Jessica Taylor. CS undergrad and Master’s at Stanford; former research fellow at MIRI.
I work on decision theory, social epistemology, strategy, naturalized agency, mathematical foundations, decentralized networking systems and applications, theory of mind, and functional programming languages.
Blog: unstableontology.com
Twitter: https://twitter.com/jessi_cata
I’ve written criticisms of orthogonality: The Obliqueness Thesis, Measuring intelligence and reverse-engineering goals.
While I do think human moral reasoning suggests non-orthogonality, it’s a somewhat conceptually tricky case. So recently I’ve been thinking about more straightforward ways of showing non-orthogonality relative to an architecture.
For example, consider RL agents playing Minecraft. If you want to get agents that beat the game, you could encode this preference function directly as a reward function, reward it when it beats the game. However this fails in practice.

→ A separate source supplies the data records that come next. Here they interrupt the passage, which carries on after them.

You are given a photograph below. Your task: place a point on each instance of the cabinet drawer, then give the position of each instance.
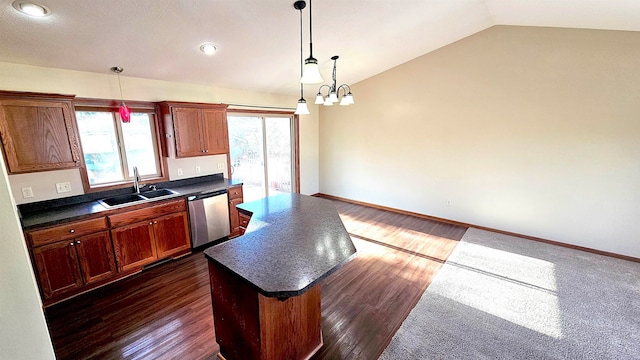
(130, 217)
(244, 219)
(67, 231)
(235, 192)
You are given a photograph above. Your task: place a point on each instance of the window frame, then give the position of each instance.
(111, 106)
(295, 138)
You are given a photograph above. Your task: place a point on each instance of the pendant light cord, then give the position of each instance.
(310, 31)
(120, 86)
(301, 72)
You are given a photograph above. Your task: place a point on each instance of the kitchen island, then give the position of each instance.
(265, 285)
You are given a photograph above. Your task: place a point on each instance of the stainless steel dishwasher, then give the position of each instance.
(208, 217)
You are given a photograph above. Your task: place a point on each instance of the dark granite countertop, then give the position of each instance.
(292, 242)
(52, 212)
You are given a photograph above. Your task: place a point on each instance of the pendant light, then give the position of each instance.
(333, 91)
(302, 108)
(125, 112)
(311, 73)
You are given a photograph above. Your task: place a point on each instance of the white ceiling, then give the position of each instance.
(259, 41)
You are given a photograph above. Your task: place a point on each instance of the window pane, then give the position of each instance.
(100, 146)
(138, 144)
(246, 152)
(278, 133)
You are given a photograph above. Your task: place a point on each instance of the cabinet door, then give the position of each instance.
(215, 130)
(172, 234)
(38, 135)
(134, 245)
(96, 257)
(234, 217)
(58, 268)
(189, 133)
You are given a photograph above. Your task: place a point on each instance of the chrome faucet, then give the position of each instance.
(136, 180)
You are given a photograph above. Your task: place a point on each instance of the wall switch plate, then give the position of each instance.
(63, 187)
(27, 192)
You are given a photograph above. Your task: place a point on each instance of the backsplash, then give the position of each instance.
(43, 187)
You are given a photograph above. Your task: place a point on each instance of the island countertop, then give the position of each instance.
(292, 242)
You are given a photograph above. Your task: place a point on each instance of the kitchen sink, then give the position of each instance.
(126, 199)
(157, 193)
(121, 199)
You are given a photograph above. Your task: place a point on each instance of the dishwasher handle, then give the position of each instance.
(207, 194)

The alternative is reward shaping. Reward it for pursuing instrumental values like exploring or getting new resources. This agent is much more likely to win, despite it being mis-aligned.
What this shows is that reinforcement learning is a non-orthogonal architecture. Some goals (reward functions) lead to more satisfaction of convergent instrumental goals than others.

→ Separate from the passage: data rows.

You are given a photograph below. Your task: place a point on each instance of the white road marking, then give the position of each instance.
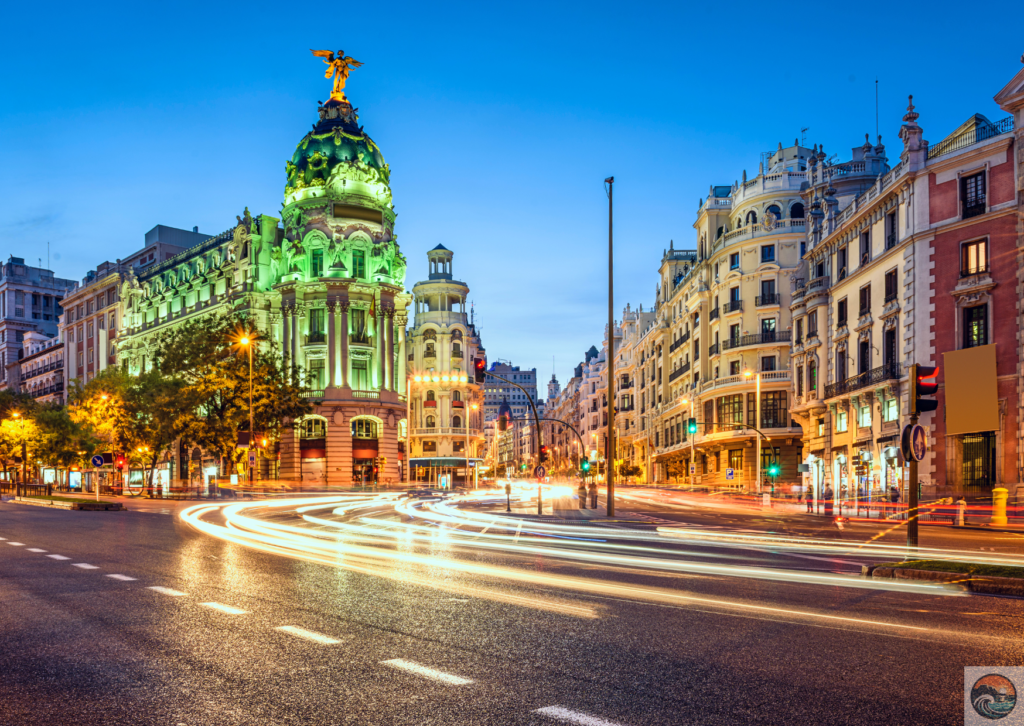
(307, 634)
(574, 717)
(167, 591)
(430, 673)
(223, 608)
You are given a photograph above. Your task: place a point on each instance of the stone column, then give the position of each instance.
(402, 383)
(331, 354)
(344, 342)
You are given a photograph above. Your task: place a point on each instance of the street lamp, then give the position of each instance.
(757, 419)
(247, 342)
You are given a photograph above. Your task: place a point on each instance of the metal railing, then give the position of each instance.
(978, 133)
(757, 339)
(862, 380)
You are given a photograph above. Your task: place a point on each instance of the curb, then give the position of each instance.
(981, 584)
(81, 506)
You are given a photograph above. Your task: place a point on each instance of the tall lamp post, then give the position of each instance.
(246, 341)
(609, 450)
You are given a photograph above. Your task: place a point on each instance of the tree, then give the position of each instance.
(206, 355)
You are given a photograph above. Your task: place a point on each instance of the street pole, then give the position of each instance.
(609, 449)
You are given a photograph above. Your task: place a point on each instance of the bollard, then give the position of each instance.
(999, 506)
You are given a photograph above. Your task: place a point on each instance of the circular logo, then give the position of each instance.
(993, 696)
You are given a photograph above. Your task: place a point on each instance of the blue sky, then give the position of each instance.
(499, 121)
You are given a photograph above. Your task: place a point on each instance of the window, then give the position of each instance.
(865, 300)
(974, 258)
(973, 195)
(976, 326)
(891, 287)
(358, 264)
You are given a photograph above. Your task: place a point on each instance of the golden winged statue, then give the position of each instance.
(338, 65)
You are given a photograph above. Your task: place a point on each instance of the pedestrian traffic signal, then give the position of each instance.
(926, 383)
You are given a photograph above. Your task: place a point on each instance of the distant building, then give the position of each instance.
(31, 300)
(92, 314)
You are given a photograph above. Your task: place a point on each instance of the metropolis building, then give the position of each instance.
(326, 281)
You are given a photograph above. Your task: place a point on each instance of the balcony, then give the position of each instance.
(757, 339)
(863, 380)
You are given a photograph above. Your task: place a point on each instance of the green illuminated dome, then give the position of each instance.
(337, 159)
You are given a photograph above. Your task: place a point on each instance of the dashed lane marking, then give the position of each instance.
(308, 635)
(430, 673)
(574, 717)
(221, 607)
(167, 591)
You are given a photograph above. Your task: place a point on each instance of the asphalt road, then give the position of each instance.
(429, 644)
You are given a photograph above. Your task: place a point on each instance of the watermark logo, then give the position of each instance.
(990, 693)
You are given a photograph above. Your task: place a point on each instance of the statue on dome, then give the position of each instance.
(339, 67)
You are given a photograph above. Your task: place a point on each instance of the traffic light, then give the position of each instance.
(926, 383)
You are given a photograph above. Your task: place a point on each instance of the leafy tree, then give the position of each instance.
(214, 367)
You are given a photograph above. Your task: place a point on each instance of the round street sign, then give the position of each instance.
(913, 442)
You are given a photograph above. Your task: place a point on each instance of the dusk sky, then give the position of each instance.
(499, 121)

Slightly tricker case is humans. Direct encoding of inclusive fitness as human neural values seems like it would produce high fitness, but we don’t see humans have this, therefore the space evolution is searching over is probably non-orthogonal.
Maybe it’s like the RL case where organisms are more likely to have fitness if they have neural encodings of instrumental goals, which are easier to optimize short-term. Fixed-action patterns suggest something like this, there’s a “terminal value” of engaging in fixed action patterns (which happen to be ones that promote fitness; evolution searched over many possible fixed action patterns).
So instead of assuming “organisms get more fitness by having values aligned with inclusive fitness” we could re-frame as, “inclusive fitness is a meta-value over organisms (including their values), some values lead to higher inclusive fitness than others, empirically”.
This approach could be used to study human morality. Maybe some tendencies to engage in moral reasoning lead to more fitness, even if moral reasoning isn’t straightforwardly aligned with fitness. Perhaps because, morality is a convenient proxy that works in bounded rationality.
A thesis would be something like, orthogonality holds for almost no architectures. Relative to an architecture like RL or neural encodings of values, there are almost always “especially smart values” that lead to more convergent instrumental goal achievement. Evolution will tend to find these empirically.
This doesn’t contradict that there is some architecture that is orthogonal, which I take to be the steelman of the orthogonality thesis. However it suggests that even if this steelman is true, it has limited applicability to empirically realized agent architectures, and in particular doesn’t apply to human preference/morality.